We are a very open environment and we let “almost” anyone post here so long as the subject is sidecars [even in some tangential way]. Because of our specialized subject matter, lots of folks come here to ask questions and that’s a huge part of this site’s reason for being. Because of our open nature, anyone can reply to these questions…even if they don’t know what they are talking about.

It is the responsibility of the reader to sort the wheat for the chaff as it were. PLEASE, read with at least a slightly skeptical attitude. If you see six posters that basically agree on a subject and one that is off in the ozone, factor that in when considering who to believe. If you want to do a little more checking, you can click on the poster’s name [handle here] and see how long he’s been on the site and maybe look up some of his old posts. If you see a poster who is giving you advice and then find that he has been on the site for a month and when he first came on he was asking the same questions that you are asking or if he openly admits that he paid no attention to the advice of others… well, you get the idea. DON’T PAY ATTENTION TO IDIOTS!

You have a responsibility to critically evaluate all the information that you read here and make your own decisions, good or bad.

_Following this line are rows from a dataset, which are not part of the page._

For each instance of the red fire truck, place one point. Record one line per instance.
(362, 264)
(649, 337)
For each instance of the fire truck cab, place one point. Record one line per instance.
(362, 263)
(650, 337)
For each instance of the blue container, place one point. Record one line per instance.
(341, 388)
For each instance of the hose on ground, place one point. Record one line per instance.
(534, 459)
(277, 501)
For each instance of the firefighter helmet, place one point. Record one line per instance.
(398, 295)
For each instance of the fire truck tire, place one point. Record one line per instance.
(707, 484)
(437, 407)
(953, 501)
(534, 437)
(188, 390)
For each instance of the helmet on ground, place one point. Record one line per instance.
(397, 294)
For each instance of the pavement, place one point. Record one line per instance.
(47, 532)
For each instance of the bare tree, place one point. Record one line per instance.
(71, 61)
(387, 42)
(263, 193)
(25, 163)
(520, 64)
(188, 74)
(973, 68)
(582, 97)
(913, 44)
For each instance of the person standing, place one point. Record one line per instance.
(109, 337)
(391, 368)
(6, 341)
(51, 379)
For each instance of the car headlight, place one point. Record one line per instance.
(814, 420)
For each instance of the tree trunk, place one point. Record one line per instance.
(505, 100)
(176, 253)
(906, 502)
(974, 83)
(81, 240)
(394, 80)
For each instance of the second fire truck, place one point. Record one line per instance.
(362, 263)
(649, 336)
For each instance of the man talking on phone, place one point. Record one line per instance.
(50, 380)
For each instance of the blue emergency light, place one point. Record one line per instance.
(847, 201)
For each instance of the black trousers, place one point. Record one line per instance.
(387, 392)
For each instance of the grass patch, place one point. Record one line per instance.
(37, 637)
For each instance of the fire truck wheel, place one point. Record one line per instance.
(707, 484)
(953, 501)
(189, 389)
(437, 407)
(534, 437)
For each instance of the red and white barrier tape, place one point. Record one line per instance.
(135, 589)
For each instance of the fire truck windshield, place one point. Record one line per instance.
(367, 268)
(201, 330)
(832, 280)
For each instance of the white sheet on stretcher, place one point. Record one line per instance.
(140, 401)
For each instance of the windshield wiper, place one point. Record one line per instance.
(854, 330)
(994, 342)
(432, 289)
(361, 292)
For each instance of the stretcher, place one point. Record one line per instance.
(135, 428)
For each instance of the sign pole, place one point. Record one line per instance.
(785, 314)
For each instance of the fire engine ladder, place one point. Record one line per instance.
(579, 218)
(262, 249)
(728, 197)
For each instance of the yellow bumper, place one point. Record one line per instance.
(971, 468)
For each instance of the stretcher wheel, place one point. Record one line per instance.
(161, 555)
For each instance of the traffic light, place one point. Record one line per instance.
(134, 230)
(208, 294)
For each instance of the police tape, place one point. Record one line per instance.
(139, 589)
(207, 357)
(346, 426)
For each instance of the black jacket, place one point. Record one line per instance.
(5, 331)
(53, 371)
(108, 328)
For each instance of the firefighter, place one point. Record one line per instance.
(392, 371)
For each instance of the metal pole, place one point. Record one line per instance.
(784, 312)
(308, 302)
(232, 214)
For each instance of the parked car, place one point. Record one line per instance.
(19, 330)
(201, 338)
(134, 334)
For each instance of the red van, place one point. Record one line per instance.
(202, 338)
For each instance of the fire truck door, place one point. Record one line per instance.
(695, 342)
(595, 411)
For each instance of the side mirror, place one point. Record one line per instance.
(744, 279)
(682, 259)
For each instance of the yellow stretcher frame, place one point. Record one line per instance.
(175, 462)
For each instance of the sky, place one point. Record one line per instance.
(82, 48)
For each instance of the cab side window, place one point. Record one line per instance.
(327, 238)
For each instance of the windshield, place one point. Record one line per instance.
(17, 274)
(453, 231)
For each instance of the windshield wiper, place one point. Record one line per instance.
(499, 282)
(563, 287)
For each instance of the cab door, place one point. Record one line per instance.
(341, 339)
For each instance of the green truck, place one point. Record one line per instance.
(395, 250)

Thanks Al. The same applies to most anything on the internet. "Never believe everything you read on the internet." -Abe Lincoln

Tom Wells aka Reardan Tom

Thanks for the lesson on responsibility Al, a much needed lesson! It's hard to believe the number of people that believe it's all true because they see it in print.

What Al said.

I'm not so sure about this ...

Rogue

Steven,

What are you unsure about? You've been here for a couple of weeks and you believe that everything you read in the Internet is true? We feel that folks here make a best effort to provide good information but we don't censor or fact check unless things get out of hand. That means that you could read differing opinions on a topic and in some cases one or more of them could be dead wrong. The reader makes the final decision on what or who they want to believe.

There's a good example of such a thread going on right now. An experienced motorcyclist is buying his first rig. He is considering driving it home, a trip of about 1,000 miles. He asked if it was a reasonable idea or a terrible one. He got opinions on both sides but in the end, he has to weigh the input and make his own decision and the reputations of those who responded comes into play. One of his responses came from a respected figure in the business and another came from a guy who did the same sort of trip as a newbie. Which of those opinions is more valuable? I made a similar trip on a new rig a week after I got it. In the end, I survived but I didn't have much fun. Would I do it again? I'm not really sure.

There is also a common sense aspect in making the decision but in the end the reader is responsible for his own actions.

If you'd like to dig into the ideas here, your input or questions are welcomed.

I was being ironical. It was a joke. 🙂

Rogue.

Rogue - 12/30/2016 11:27 AM

I was being ironical. It was a joke. 🙂

Rogue.

'Hard to tell and with your short history, I wasn't certain. Emoticons are available on this site.

Some folks enjoy dry humor not watered down (see what I did there?) by emoticons. I gather this is not the case here. As you well noted, I am new here and learning. In the future I will try to remember to be more obvious.

R.

You can use the emoticons or not, your choice but be prepared to be misunderstood... it's a big part of asynchronous communications.